富士山はその周辺と4地域からなる、山と海の国立公園「富士箱根伊豆国立公園」のほぼ中心に位置し、四季の変化を楽しむことができる豊かな自然が広がっています。
降水量の多い気象条件と標高差にして3000メートルもある山麓には、標高によって多種多様な自然の姿を見ることができ、静岡県内に生息する植物種の約半数近くが分布しているとも言われています。

標高800メートル以下の丘陵帯(照葉樹林帯)ではカシ類やクヌギ、1600メートル以下の山岳地(落葉広葉樹林帯)はブナやミズナラ、原生のヒノキ、カラマツなどの針葉樹や苔類が多く見られる高山帯の山頂へと樹木や植物なども変化しています。
なかには貴重種、重要種とされるものも多く、この地でしか見ることができないさまざまな植物が植生しています。

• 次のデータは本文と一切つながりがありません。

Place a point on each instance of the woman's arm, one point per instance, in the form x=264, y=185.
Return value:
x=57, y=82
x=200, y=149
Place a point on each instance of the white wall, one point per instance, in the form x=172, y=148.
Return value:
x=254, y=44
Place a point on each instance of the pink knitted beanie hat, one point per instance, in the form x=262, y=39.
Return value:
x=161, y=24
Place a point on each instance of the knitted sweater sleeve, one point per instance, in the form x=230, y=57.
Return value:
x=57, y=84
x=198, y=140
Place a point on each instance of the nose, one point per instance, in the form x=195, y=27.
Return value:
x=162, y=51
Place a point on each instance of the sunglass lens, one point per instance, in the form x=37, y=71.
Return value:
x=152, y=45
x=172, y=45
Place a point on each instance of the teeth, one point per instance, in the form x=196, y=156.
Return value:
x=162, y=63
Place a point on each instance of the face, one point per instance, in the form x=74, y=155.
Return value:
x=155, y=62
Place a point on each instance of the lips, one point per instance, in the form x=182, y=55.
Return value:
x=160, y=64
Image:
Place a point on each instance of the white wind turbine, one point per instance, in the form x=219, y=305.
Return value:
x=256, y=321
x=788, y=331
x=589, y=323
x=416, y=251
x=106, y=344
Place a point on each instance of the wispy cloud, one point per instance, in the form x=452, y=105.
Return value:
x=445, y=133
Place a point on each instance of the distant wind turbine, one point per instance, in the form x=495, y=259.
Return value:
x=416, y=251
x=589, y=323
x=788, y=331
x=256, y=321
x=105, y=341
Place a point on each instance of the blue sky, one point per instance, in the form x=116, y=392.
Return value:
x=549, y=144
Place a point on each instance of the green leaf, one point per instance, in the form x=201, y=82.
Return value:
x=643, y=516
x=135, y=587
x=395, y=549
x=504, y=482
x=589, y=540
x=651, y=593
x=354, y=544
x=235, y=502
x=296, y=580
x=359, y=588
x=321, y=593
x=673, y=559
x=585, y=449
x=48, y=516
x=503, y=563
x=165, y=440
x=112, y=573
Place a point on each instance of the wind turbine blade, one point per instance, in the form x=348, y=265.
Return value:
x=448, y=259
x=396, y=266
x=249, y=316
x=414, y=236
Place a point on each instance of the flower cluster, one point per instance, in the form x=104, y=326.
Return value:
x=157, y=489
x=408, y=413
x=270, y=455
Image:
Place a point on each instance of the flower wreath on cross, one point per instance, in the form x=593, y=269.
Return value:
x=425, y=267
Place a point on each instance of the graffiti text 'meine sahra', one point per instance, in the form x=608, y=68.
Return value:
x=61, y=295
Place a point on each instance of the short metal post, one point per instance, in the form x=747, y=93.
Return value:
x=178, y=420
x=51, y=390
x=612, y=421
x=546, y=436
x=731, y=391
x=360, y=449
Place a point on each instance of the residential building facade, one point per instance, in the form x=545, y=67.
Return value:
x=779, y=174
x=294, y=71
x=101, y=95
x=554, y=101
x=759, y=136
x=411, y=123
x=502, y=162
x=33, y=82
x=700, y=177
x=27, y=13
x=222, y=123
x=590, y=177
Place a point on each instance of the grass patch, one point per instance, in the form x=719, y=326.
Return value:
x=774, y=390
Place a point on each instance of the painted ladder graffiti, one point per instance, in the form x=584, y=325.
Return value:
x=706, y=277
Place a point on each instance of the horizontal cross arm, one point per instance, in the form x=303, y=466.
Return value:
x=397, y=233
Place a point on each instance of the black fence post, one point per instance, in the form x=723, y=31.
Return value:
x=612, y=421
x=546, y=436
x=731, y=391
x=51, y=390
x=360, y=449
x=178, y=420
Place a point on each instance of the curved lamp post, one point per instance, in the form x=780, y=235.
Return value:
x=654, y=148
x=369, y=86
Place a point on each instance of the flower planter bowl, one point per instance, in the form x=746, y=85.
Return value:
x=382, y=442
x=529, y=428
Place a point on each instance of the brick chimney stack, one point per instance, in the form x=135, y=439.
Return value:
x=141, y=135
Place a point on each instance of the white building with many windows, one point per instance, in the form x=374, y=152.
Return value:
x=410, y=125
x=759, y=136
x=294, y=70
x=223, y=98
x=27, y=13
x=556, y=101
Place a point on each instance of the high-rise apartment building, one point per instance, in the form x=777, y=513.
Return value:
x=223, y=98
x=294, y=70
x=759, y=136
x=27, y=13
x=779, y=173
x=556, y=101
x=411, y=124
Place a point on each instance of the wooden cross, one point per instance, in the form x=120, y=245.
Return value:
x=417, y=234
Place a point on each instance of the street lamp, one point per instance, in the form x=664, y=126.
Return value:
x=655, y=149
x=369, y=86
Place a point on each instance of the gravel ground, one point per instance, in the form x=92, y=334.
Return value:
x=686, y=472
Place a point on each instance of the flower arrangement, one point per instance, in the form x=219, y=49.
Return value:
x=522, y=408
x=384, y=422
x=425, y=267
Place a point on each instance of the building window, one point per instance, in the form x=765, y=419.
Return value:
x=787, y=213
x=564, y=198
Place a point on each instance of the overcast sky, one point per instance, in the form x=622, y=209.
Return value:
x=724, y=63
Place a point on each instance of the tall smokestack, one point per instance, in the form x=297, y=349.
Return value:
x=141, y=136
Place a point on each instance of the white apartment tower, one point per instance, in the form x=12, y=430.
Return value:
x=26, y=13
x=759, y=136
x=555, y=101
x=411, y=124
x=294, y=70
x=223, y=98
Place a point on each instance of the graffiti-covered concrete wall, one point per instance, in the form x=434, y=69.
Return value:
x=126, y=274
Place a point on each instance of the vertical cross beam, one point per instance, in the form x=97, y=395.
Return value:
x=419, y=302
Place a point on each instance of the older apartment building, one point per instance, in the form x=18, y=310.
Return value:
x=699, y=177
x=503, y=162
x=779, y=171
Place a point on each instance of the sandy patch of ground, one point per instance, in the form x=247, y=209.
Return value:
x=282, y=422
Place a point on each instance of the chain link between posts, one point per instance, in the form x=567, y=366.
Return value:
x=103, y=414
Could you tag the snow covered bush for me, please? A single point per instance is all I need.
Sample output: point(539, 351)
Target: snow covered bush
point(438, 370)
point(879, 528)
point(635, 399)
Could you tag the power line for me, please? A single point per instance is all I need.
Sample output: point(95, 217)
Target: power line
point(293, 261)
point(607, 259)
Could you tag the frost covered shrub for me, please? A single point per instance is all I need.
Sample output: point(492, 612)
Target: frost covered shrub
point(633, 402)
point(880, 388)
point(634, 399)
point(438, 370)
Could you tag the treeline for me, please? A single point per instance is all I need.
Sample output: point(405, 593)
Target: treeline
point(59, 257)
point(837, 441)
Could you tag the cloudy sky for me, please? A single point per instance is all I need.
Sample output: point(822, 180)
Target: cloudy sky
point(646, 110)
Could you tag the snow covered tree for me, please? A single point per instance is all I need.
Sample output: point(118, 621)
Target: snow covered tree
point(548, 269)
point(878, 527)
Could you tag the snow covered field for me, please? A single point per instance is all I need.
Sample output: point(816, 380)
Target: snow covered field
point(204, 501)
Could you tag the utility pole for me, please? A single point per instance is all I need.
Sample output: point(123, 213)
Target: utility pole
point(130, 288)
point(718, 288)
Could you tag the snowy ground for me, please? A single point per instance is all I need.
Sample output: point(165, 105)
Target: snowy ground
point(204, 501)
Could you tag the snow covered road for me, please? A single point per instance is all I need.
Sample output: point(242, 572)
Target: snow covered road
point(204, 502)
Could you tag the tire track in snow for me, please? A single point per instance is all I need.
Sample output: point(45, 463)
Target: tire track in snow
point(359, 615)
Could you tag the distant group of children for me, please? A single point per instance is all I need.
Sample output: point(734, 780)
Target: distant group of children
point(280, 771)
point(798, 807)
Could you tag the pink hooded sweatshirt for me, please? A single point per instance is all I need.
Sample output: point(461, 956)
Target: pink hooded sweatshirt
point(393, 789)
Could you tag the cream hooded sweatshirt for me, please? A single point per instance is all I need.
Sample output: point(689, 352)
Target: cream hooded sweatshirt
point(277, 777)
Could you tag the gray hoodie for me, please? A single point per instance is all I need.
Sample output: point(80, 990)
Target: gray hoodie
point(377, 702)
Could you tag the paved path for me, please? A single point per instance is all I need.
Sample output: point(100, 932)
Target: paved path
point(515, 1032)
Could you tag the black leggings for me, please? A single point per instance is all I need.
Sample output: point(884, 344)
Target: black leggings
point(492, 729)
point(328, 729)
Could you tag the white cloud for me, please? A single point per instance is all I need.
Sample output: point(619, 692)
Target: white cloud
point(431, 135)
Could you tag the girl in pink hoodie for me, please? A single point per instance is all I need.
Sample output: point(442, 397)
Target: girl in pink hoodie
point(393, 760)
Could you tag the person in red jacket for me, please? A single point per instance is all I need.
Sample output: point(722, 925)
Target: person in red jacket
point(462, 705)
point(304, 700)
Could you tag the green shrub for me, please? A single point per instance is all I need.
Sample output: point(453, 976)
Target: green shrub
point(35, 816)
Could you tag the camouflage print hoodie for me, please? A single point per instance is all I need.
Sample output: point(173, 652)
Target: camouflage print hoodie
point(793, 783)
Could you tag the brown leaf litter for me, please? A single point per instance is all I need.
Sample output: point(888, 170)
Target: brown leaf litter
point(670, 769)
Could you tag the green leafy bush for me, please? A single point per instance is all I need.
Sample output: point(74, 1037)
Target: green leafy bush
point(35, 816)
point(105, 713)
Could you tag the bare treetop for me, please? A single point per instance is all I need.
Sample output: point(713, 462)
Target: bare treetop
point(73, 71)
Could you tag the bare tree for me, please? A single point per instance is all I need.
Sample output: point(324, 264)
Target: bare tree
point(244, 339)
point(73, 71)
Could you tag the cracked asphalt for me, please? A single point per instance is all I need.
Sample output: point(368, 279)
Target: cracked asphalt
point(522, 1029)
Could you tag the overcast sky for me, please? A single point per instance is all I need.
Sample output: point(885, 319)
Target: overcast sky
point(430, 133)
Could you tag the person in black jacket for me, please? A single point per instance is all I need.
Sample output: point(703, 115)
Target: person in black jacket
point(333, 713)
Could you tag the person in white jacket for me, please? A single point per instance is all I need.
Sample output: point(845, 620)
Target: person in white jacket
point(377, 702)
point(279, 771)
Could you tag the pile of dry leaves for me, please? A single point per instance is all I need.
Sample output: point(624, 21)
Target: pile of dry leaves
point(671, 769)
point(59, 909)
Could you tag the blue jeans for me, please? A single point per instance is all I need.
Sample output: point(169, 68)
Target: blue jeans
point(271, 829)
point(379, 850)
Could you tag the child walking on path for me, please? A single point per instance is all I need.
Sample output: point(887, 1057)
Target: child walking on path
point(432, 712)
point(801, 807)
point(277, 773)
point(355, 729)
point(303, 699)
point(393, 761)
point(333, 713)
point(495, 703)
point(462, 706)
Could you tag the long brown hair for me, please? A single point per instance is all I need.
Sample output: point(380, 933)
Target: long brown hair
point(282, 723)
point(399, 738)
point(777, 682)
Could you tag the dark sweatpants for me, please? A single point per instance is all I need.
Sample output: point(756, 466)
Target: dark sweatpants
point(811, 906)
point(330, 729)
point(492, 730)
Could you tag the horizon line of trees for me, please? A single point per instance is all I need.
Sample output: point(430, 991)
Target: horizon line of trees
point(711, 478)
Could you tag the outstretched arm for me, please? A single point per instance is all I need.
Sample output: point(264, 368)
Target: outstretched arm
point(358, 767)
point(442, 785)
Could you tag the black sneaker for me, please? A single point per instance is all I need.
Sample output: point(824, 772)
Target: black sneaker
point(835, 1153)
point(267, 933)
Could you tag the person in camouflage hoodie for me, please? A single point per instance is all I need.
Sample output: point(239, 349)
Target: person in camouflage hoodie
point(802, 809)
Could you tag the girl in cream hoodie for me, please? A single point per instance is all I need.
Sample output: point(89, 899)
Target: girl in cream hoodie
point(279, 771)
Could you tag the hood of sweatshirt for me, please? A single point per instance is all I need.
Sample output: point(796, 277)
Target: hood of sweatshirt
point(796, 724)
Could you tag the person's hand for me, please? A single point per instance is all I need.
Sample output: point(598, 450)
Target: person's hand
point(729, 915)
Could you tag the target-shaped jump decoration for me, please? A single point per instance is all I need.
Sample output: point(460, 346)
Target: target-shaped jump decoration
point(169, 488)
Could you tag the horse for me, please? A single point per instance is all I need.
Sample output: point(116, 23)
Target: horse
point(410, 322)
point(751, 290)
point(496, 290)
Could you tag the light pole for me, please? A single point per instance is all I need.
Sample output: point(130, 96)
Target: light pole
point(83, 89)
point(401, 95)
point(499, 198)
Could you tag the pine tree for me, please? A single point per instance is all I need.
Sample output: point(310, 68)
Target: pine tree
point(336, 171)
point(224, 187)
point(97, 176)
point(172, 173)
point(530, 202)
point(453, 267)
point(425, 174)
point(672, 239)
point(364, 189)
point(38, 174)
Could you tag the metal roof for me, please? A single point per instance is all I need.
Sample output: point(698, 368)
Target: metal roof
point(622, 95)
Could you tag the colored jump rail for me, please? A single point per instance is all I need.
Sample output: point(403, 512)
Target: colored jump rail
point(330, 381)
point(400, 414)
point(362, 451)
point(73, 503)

富士山で見られる植物ギャラリー:(写真上段左上から)ヤマブキ、レンゲショウマ、キキョウ、スイセン(写真下段左上から)ラショウモンカズラ、ノアザミ、ノコンギク、ツバキ

富士山麓の森林を育成し、日本を代表する「名水」を育む。

富士山原生林

海抜620メートル、平均気温13℃。敷地の45%に緑を残し、さらに敷地の先には未開の原生林が連なっている環境の中に「キリン アルカリイオンの水」の製造工場、富士御殿場蒸溜所があります。